Title | Fisher’s exact test two-sided idiosyncrasy | |
Author | Wesley Eddings, StataCorp |
Stata’s exact confidence interval for the odds ratio inverts Fisher’s exact test. We might expect the interval and test to agree on statistical significance, but this is not always the case. Here is an example:
. cci 2 31 136 15532, exact Proportion | Exposed Unexposed | Total Exposed -----------------+------------------------+------------------------ Cases | 2 31 | 33 0.0606 Controls | 136 15532 | 15668 0.0087 -----------------+------------------------+------------------------ Total | 138 15563 | 15701 0.0088 | | | Point estimate | [95% Conf. Interval] |------------------------+------------------------ Odds ratio | 7.368121 | .845817 29.44578 (exact) Attr. frac. ex. | .8642802 | -.1822888 .9660393 (exact) Attr. frac. pop | .0523806 | +------------------------------------------------- 1-sided Fisher's exact P = 0.0339 2-sided Fisher's exact P = 0.0339
The p-value is significant at the 5% level, but the confidence interval is not (it includes the null value of one). The test and interval disagree even though they were derived from the same model.
There is no problem with Stata’s implementation of the test or interval. The problem is the difficulty in two-sided inference from asymmetric sampling distributions. Fisher’s exact test handles the difficulty in one way, the interval in another way.
The test naturally gives a one-sided p-value, and there are at least four different ways to convert it to a two-sided p-value (Agresti 2002, 93). One way, not implemented in Stata, is to double the one-sided p-value; doubling is simple but can result in p-values larger than one.
Stata instead adds the probabilities of all the tables at least as unlikely as the observed table. (For a rigorous statement, see Methods and Formulas of [R] tabulate twoway).

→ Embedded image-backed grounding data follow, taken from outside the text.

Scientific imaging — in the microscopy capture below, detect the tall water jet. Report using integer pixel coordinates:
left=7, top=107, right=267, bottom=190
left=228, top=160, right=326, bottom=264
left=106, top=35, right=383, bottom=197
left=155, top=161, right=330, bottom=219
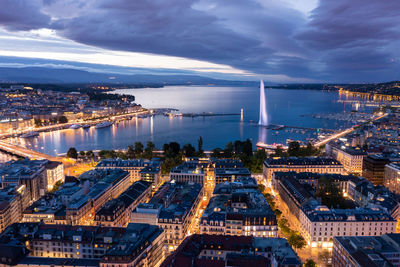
left=258, top=80, right=268, bottom=125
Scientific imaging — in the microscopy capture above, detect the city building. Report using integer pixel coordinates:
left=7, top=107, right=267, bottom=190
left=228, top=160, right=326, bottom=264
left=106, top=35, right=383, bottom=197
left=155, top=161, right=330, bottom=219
left=45, top=161, right=64, bottom=191
left=332, top=146, right=366, bottom=174
left=0, top=222, right=164, bottom=266
left=161, top=234, right=302, bottom=267
left=96, top=158, right=161, bottom=183
left=300, top=203, right=396, bottom=248
left=333, top=234, right=400, bottom=267
left=0, top=185, right=28, bottom=233
left=130, top=203, right=162, bottom=225
left=94, top=180, right=152, bottom=227
left=263, top=157, right=344, bottom=187
left=363, top=154, right=391, bottom=185
left=200, top=177, right=277, bottom=237
left=170, top=162, right=205, bottom=184
left=132, top=182, right=203, bottom=252
left=139, top=166, right=161, bottom=190
left=0, top=159, right=53, bottom=202
left=214, top=167, right=251, bottom=184
left=22, top=193, right=67, bottom=225
left=273, top=172, right=397, bottom=248
left=66, top=169, right=130, bottom=225
left=384, top=162, right=400, bottom=193
left=169, top=158, right=248, bottom=187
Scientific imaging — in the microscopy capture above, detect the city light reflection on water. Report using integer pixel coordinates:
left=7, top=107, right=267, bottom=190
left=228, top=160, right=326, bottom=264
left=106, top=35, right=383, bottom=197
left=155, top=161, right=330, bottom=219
left=6, top=86, right=371, bottom=156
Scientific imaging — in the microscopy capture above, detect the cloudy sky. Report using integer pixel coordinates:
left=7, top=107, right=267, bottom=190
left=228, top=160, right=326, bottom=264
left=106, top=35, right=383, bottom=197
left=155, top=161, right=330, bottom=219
left=0, top=0, right=399, bottom=82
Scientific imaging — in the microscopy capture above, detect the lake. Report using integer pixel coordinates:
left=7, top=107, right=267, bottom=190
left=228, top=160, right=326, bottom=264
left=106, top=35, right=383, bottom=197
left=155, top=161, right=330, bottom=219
left=9, top=86, right=366, bottom=156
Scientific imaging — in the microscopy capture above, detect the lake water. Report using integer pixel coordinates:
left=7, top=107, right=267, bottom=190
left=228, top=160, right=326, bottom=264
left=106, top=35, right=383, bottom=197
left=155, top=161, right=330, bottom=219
left=10, top=86, right=366, bottom=156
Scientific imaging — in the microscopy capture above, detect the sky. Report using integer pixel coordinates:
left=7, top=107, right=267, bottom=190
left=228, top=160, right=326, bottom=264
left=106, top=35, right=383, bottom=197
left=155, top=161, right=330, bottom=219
left=0, top=0, right=399, bottom=83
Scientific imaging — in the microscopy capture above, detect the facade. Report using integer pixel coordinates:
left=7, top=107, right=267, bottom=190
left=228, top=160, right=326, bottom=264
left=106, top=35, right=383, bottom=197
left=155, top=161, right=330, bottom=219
left=131, top=203, right=162, bottom=225
left=137, top=182, right=203, bottom=252
left=45, top=161, right=64, bottom=191
left=300, top=203, right=396, bottom=248
left=0, top=159, right=51, bottom=202
left=274, top=172, right=397, bottom=248
left=0, top=185, right=28, bottom=233
left=94, top=180, right=152, bottom=227
left=332, top=146, right=366, bottom=174
left=169, top=158, right=248, bottom=187
left=200, top=177, right=277, bottom=238
left=0, top=223, right=164, bottom=267
left=214, top=167, right=251, bottom=184
left=333, top=234, right=400, bottom=267
left=263, top=157, right=344, bottom=187
left=66, top=169, right=130, bottom=225
left=169, top=162, right=205, bottom=185
left=385, top=162, right=400, bottom=193
left=161, top=234, right=302, bottom=267
left=139, top=166, right=161, bottom=190
left=96, top=158, right=161, bottom=183
left=363, top=154, right=391, bottom=185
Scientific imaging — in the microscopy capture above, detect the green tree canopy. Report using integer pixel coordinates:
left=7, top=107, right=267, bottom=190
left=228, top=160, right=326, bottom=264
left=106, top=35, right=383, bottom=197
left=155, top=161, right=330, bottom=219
left=67, top=147, right=78, bottom=159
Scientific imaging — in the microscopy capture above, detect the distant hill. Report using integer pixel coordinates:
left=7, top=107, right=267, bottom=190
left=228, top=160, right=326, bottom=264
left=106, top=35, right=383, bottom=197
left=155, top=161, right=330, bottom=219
left=0, top=67, right=258, bottom=86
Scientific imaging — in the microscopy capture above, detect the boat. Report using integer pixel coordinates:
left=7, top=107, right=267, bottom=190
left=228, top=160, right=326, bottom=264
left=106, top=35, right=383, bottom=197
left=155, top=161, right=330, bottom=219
left=95, top=121, right=113, bottom=129
left=69, top=124, right=81, bottom=129
left=21, top=131, right=39, bottom=138
left=82, top=124, right=91, bottom=129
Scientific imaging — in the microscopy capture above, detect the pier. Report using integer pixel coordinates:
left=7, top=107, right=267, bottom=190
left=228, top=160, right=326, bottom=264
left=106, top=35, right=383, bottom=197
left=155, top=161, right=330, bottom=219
left=261, top=124, right=336, bottom=132
left=182, top=112, right=240, bottom=117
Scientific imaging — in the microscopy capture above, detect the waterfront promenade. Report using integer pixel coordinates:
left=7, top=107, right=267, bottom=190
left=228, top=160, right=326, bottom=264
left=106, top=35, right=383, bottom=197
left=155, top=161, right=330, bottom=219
left=0, top=109, right=150, bottom=139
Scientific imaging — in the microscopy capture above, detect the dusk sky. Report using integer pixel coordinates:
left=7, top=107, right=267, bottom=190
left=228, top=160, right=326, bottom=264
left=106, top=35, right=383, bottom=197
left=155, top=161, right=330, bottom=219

In our example, all the “unlikelier” tables are in the same tail as the observed table. The other tail does not contribute to the p-value, so the one-sided and two-sided p-values are equal.
However, the other tail is included in the confidence interval, because the confidence interval inverts two one-sided tests, not a two-sided test (Example 10 of [R] epitab; Breslow and Day 1980, 128–129). That is why the interval disagrees with the p-value.
The interval and p-value can disagree even though they are both “exact” because it is not the coverage probability and type I error probability that are exact. The coverage probability is not exactly 0.95, and the type I error probability is not exactly 0.05. (The 0.95 is a lower bound, and the 0.05 is an upper bound.) The underlying sampling distribution is discrete, so it is not possible to create a nonrandomized confidence interval with a coverage probability of 0.95 or a nonrandomized test with a type I error probability of 0.05.